Fabian gave an in-for-a-dime-in-for-a-dollar shrug.
“Sure. The outfit’s named Aspasia’s and her name is Mazarine. Mazarine Cape.”
Bingo, Phoebe yelled to herself, and she could see the same ‘click’ on the faces of the other people sitting around the table.
“Mazarine,” she said. “Mazarine? Can you spell that for us?”
“Sure.” Fabian spelled it.
“And you think she might have had something to do with Trinh’s murder?”
“It’s a possibility. I was running this investigation, I’d have a real good look at her. I’m not saying she did it, you understand. But you asked me what I thought and I’m telling you. I think you should talk to one of the other beat cops, Benny Jameson, too. He told me he saw Mazarine and Trinh Friday evening near the Momiji. I can’t think of anyone else.”
“He can put the two of them together? Friday evening?”
“That’s what he told me.”
“He knows Mazarine?”
“He knows I used to … see her. And he’s met Trinh. They’re both lookers. It’d be hard not to notice them together.”
Phoebe looks up from the pad she has been filling with her jottings.
“Did this Mazarine know your ex-wife?”
Fabian Darling snorts. “Yeah, you could say that. They were real … tight.”
“So Mazarine, Trinh and your ex-wife all knew each other? Is that right?”
“I would assume so. As I’ve said, certainly Mazarine knew Trinh, and Yukiko knew Mazarine. I don’t know for a fact that Trinh and Yukiko knew each other, but that seems a reasonable assumption.”
“I see.” Phoebe looked around the room. “Anybody have any more question?” Nobody did, and they all flipped their notebooks closed and tucked away their pens. Phoebe leaned into the Panasonic. “This interview is not finished. The time is … four nineteen.” She clicked the stop button and ejected the tape, which she carefully labeled. Then she handed it to Pete Anders, who had ejected the video tape and was marking it. “Part of the file record, Pete.”
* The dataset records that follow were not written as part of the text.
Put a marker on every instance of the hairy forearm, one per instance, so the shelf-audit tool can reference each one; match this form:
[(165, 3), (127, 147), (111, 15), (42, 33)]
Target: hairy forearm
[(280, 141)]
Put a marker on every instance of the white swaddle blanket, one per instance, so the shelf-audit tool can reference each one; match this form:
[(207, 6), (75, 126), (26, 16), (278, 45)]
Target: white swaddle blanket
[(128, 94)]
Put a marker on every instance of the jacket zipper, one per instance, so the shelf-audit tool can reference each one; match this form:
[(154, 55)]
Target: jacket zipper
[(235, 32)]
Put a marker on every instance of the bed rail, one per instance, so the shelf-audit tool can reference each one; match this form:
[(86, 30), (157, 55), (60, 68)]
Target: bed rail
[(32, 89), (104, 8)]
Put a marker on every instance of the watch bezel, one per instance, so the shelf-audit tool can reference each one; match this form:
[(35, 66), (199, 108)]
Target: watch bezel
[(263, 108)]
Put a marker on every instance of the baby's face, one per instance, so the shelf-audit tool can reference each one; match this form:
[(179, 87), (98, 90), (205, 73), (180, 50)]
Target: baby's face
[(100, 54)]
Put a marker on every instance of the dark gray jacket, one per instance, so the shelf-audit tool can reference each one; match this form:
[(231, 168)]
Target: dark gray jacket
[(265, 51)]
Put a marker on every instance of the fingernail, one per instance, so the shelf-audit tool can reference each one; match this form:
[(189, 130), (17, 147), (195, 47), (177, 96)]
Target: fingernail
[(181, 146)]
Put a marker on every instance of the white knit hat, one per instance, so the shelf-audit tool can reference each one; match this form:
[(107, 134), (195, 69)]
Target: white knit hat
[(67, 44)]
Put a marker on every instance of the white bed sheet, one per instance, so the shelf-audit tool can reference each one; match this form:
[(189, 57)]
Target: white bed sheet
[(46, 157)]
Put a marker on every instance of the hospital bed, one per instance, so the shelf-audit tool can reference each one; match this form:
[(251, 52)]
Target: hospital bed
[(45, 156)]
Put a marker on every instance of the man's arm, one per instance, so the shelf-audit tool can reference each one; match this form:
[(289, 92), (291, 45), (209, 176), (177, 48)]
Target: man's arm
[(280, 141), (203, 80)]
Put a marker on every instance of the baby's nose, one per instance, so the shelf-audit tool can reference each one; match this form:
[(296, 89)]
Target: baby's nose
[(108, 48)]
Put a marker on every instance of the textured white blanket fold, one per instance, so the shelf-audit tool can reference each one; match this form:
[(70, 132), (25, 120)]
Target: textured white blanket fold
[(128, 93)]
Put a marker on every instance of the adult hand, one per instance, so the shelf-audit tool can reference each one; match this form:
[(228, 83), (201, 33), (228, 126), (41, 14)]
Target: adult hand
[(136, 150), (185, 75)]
“Right,” he said, and left the room.
As Darling got up, Phoebe said, “We’re very grateful to you for your help in this. And, for what it’s worth, I’m sorry for your … loss.”
“Thank you,” he mumbled. “I’m available twenty-four seven if you need any more help from me on this. Whatever it is. I’m willing to work on my own time if need be.”
“We’ll keep that in mind. Thank you.”